A Message from Ms. McMains
March 18th, 2024
Welcome to Spring!
Dear 7th grade parents & guardians,
Welcome to pre-Spring! I would like to ease into beautiful mild temps and tulips but you and I both know Illinois has a few more weather punches in store. I’ve lived here since 1980. There’s a cold snap lurking somewhere in March or April…..possibly June.
As we gear up for 4th quarter, just a few thoughts. As always, take them or leave them and please let me know if there are other topics you’d like me to write about or provide articles and book references for. In February and March your students have been so BUSY. They have engaged in all types of learning, sports, music, theater, clubs, and community service. So much exploration! So many thoughts, opinions, and unbridled emotion. Watching them change and grow at such a rapid pace is a delight and really resonated with a book I recently read. Lab Girl, by Hope Jahren, was unique and quite a divergence from my usual type of book, but I ended up truly enjoying it. As a botanist, chemist, and university professor, the author draws remarkable parallels between human and plant experiences. This is how she described the teenage years of a beloved tree;
“It went through a ten year period where it grew wildly, with little regard for the future. Between the ages ten and twenty it doubled in size, and it was often ill prepared for the new challenges and responsibilities that came with such height. It strove to keep up with its peers and occasionally dared to outdo them by brazenly claiming the odd pocket of full sun.”
Sound like anyone you know?
In addition to some articles that recently caught my eye and are linked below, I wanted to extend a couple fun challenges based on my observations here at school and based on research from the incredible book, The Emotional Lives of Teenagers by Lisa Damour.

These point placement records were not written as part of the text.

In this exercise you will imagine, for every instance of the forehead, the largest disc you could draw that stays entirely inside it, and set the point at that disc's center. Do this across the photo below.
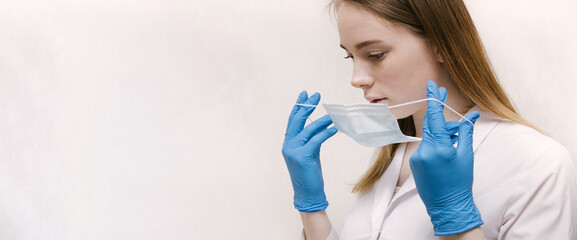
(357, 24)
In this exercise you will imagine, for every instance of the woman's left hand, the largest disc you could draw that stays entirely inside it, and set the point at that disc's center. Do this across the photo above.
(444, 174)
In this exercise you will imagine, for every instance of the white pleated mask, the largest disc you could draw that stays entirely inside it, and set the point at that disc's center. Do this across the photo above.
(372, 124)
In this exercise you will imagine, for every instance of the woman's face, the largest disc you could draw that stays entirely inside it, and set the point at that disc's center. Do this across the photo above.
(391, 63)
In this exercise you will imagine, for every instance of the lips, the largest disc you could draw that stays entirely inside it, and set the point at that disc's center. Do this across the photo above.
(378, 100)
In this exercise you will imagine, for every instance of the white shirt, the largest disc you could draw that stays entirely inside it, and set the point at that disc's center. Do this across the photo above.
(525, 186)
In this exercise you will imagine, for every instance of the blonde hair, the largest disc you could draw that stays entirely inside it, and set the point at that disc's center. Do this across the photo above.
(448, 26)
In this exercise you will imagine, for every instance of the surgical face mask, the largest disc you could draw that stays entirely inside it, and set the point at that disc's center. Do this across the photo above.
(372, 125)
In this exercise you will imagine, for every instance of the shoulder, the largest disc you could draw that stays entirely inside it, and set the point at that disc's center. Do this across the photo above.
(511, 144)
(526, 147)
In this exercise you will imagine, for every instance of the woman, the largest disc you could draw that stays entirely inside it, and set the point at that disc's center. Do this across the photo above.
(525, 182)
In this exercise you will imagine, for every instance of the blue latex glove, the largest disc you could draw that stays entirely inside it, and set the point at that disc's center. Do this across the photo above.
(444, 174)
(301, 150)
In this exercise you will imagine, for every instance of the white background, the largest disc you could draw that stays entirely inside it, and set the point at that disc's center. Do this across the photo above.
(156, 119)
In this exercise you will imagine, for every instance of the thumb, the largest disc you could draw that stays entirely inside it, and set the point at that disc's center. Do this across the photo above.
(466, 132)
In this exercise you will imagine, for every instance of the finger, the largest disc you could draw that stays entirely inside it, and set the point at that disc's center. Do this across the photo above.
(435, 115)
(452, 127)
(466, 132)
(300, 118)
(301, 99)
(443, 94)
(310, 130)
(321, 137)
(454, 139)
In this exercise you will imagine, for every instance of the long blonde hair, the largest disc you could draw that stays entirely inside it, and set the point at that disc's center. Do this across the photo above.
(448, 26)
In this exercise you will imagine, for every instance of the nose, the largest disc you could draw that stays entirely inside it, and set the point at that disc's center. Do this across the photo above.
(361, 77)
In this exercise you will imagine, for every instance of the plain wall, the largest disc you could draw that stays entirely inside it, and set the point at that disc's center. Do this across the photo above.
(164, 119)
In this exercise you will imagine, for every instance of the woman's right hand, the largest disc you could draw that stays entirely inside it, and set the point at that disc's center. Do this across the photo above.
(301, 150)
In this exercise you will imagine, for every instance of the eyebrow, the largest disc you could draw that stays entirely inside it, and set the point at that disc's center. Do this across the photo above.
(363, 44)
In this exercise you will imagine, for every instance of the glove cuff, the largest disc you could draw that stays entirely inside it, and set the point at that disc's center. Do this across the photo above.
(455, 219)
(311, 205)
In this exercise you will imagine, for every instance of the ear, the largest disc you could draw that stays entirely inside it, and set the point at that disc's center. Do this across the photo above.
(438, 54)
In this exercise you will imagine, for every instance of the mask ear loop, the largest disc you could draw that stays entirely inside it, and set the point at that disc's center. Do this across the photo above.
(434, 99)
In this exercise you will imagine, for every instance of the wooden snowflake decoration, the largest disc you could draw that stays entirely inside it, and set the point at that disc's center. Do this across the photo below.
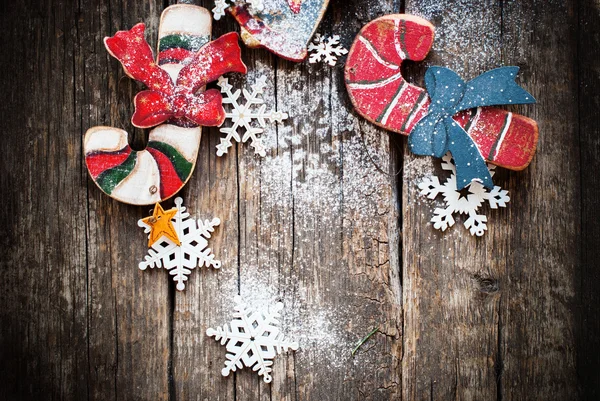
(252, 339)
(192, 251)
(244, 114)
(325, 50)
(455, 202)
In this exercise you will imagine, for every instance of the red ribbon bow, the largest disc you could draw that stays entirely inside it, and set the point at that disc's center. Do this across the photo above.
(165, 100)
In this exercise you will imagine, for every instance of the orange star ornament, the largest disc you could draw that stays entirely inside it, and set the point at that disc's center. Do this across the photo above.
(160, 224)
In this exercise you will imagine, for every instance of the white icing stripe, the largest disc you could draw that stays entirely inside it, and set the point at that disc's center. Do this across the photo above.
(357, 85)
(371, 49)
(475, 120)
(503, 134)
(416, 111)
(104, 139)
(135, 189)
(185, 140)
(396, 42)
(392, 105)
(185, 19)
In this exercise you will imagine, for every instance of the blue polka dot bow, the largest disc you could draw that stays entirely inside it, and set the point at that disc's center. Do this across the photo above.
(437, 132)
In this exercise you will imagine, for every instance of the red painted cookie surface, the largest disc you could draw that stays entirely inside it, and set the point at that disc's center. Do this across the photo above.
(381, 95)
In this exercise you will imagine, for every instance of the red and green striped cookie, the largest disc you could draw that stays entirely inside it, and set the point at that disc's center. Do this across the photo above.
(381, 95)
(162, 169)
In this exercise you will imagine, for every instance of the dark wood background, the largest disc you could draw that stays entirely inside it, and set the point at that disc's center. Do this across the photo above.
(510, 316)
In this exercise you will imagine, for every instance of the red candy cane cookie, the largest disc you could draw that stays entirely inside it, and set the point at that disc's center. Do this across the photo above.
(381, 95)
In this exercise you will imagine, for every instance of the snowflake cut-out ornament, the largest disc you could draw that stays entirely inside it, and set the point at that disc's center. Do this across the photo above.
(253, 339)
(242, 115)
(455, 202)
(325, 49)
(180, 260)
(222, 5)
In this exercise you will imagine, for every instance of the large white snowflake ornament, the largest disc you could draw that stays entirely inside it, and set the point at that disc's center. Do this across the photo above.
(253, 339)
(180, 260)
(325, 49)
(242, 116)
(221, 6)
(457, 203)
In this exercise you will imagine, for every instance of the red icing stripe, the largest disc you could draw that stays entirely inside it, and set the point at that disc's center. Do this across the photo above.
(169, 180)
(173, 55)
(98, 162)
(519, 144)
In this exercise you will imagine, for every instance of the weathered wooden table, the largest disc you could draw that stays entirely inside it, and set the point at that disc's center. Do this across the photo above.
(330, 223)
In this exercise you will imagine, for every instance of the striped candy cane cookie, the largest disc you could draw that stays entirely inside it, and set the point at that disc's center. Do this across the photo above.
(381, 95)
(283, 27)
(159, 171)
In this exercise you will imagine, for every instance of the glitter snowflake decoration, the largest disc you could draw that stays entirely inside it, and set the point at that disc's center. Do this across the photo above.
(242, 115)
(253, 339)
(325, 49)
(457, 203)
(221, 5)
(193, 251)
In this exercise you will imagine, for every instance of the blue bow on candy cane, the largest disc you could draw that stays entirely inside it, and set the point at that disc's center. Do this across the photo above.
(437, 132)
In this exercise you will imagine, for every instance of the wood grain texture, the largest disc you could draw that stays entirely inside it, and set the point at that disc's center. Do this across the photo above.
(587, 279)
(315, 224)
(440, 270)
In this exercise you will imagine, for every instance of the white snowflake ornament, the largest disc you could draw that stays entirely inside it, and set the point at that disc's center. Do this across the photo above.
(242, 116)
(325, 49)
(222, 5)
(180, 260)
(457, 203)
(253, 339)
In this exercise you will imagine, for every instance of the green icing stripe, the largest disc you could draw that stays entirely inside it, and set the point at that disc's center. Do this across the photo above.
(192, 43)
(110, 178)
(181, 165)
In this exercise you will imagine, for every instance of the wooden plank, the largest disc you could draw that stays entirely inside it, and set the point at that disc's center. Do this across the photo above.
(43, 318)
(504, 342)
(538, 323)
(513, 315)
(588, 336)
(208, 299)
(129, 309)
(451, 326)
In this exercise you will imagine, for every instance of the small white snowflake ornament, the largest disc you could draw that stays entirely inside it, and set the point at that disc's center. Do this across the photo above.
(253, 339)
(457, 203)
(242, 116)
(192, 252)
(222, 5)
(325, 49)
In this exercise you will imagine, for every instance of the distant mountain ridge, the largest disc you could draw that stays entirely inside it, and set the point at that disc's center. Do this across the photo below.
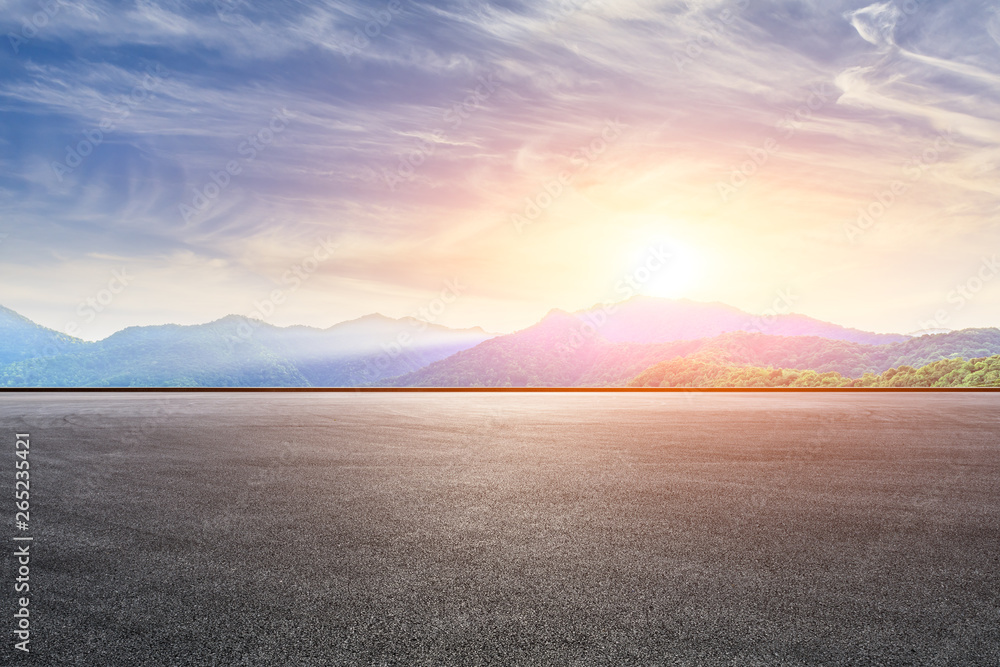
(239, 352)
(603, 346)
(556, 352)
(644, 319)
(20, 339)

Challenge #1: Parents of BOYS. Did you know that although boys and girls express a similar range of emotions in very early life, boys experience a drastic “narrowing of emotional repertoire?” The study cited on page 40 in The Emotional Lives of Teenagers states, “between preschool and the end of first grade, boys’ expressions of sadness and anxiety dropped by 50 percent.. “ Please note this narrowing of emotional repertoire does not mean boys are not feeling sad or anxious, it simply means they are not expressing it. So my question is, where do these emotions go? How do boys express emotions such as sadness or anxiety if not verbally or through facial expressions? My suspicion is that both sadness and anxiety tend to be expressed through the outward lens of anger, restlessness, hyper excitement, grouchiness and any other host of emotions. So my challenge to parents (looking at you Dads), is to occasionally work on your own expressions of sadness and anxiety/worry and to verbalize it to your 13 year old sons. Here are some examples in case this feels awkward to you.
“I’ve just been a little down lately. Some things are not going great at work.”

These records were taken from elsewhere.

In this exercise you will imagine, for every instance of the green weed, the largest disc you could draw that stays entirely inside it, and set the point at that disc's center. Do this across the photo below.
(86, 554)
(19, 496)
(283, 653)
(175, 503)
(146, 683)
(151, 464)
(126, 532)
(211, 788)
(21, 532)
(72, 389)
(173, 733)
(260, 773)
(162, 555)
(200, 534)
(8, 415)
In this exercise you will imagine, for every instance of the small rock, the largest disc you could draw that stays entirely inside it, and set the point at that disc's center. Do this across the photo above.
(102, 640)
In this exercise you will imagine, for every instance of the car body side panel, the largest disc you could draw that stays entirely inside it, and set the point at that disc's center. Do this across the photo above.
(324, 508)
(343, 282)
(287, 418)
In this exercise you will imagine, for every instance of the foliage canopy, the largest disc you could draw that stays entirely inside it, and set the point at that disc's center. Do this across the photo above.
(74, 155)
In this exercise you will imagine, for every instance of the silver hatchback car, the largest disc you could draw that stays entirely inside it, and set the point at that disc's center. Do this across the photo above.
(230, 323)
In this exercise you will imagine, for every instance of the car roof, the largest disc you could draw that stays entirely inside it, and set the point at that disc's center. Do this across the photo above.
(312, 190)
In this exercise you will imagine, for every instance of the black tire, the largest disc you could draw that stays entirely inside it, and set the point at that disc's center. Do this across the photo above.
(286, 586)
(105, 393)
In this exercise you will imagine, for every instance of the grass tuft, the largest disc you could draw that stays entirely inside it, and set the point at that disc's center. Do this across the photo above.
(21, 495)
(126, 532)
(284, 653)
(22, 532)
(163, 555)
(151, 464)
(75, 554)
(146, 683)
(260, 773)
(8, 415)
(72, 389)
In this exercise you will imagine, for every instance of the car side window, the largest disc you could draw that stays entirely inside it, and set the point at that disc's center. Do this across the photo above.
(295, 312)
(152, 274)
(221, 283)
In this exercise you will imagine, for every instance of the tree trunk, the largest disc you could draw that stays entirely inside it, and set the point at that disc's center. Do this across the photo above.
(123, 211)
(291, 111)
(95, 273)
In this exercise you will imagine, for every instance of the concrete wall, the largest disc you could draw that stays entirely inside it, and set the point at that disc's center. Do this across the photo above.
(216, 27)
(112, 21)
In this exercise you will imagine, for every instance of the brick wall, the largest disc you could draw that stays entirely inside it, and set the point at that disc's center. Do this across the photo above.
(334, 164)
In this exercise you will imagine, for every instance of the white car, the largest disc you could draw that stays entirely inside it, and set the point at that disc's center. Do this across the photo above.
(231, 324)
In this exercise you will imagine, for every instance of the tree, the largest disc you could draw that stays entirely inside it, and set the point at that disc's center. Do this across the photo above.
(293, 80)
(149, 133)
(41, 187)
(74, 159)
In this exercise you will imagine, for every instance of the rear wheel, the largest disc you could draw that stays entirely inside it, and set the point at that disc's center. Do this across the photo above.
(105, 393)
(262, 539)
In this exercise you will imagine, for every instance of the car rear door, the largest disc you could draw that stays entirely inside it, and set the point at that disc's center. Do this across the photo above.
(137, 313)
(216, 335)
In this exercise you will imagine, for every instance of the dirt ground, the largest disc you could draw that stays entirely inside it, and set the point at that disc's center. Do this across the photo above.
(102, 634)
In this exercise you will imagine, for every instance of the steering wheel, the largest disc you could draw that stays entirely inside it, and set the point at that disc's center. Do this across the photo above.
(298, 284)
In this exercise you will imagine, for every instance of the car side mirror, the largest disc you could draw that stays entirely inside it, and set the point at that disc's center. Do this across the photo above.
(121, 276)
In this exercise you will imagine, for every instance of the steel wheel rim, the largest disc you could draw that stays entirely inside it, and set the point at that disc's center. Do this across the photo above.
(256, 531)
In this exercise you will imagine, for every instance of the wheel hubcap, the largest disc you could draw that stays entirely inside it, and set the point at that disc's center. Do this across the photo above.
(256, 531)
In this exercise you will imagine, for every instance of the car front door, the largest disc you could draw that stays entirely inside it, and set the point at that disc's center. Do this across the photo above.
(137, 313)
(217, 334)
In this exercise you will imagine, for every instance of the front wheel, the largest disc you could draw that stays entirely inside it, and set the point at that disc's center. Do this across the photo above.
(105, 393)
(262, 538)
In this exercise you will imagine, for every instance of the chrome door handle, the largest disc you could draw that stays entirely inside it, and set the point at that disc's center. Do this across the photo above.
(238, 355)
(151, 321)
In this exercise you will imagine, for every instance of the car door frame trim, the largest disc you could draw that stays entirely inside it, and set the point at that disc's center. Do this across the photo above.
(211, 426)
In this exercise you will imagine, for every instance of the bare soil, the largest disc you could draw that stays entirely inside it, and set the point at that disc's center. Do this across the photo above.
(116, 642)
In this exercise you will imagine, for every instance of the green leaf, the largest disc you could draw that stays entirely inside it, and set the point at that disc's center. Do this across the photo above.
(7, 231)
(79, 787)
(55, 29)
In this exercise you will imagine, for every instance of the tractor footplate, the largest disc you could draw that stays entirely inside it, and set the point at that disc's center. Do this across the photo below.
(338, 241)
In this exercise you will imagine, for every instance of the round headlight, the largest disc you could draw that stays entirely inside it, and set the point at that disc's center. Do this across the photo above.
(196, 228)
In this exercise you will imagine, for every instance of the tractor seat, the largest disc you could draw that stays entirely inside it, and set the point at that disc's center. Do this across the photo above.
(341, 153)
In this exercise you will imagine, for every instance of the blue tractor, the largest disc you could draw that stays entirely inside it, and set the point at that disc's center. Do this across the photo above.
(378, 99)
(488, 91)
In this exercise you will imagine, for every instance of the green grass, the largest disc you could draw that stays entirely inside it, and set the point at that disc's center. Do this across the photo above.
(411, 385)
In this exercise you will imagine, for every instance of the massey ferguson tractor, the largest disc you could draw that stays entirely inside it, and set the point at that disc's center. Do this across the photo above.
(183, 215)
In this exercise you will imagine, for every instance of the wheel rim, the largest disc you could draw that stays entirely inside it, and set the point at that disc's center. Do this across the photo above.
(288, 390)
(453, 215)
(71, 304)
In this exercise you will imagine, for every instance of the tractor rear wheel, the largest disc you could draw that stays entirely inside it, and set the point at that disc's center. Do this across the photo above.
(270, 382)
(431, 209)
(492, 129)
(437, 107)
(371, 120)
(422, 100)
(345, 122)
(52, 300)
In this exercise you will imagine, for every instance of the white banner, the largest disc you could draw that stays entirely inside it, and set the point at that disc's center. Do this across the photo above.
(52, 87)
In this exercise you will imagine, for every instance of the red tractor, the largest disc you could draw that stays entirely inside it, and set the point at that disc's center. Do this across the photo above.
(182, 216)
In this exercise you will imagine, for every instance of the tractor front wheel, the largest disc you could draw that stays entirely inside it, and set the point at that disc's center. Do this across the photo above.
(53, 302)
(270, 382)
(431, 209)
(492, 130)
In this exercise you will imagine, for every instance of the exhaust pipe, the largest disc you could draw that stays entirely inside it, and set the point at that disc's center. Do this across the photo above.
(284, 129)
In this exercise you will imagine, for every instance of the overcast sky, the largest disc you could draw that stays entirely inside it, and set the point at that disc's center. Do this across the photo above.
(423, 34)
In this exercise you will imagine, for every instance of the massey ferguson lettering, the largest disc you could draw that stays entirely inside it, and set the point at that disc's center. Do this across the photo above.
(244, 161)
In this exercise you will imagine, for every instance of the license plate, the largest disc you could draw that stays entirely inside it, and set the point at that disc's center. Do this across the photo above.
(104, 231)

“I’ve been feeling kinda worried lately about your grandma and her health.”
“Sometimes I think about work and things that need to get done at the house and it feels overwhelming to me.”
A bonus challenge would be to then talk about how you manage feelings of sadness and anxiety. Try to point out not only the action based coping strategies (go for a jog, play guitar, watch TV as a distraction) but also that you sometimes express those feelings and talk to someone about them. Boys need to hear that it is ok to talk to a friend or family member about their feelings. It is ok to express feelings.
Challenge #2: Parents of GIRLS. In the same chapter of The Emotional Lives of Teenagers just a few turns away on page 43, Damour talks about how we tend to ask boys more about learning-related topics and girls more about interactions with classmates and teachers. Of course there is nothing wrong with wanting to know who your daughter sat with at lunch or how the dynamics are playing out in that CMA small group. My curiosity is simply, are we inadvertently telling girls that relationships, friendships, and getting along with others is vastly more important than academic exploration? So many girls struggle with anxious feelings related to peer relations - what if we are (very accidentally) contributing to that? The next time your daughter comes home from school or you are driving her to an activity, maybe try one of these questions.
“What unit are you studying in Science right now? What are you curious about with that topic?”
“Has your dystopian book in ELA sparked any curiosity about current events, politics, or things currently going on in our world?”
“What concepts are you tackling in Math right now? What works best for your learning when you are presented with a new Math unit?”
You are raising a young adult within the much larger context of a complicated world. There will of course be gender based influences that impact both your parenting decisions and your child's experience of school, friendships, and emotional expression and regulation. The challenge is simply to be aware of those gender based influences and recognize when they are helpful and when they perhaps need to be challenged or at least poked.
Articles (below) that have caught my eye:
What I'm reading over Spring Break:
The President's Wife by Tracy Enerson Wood. Full disclosure: This is not a social-emotional book or a parenting book. It is historical fiction "fluff" and just sounded interesting. We all need an escape from the every day, right?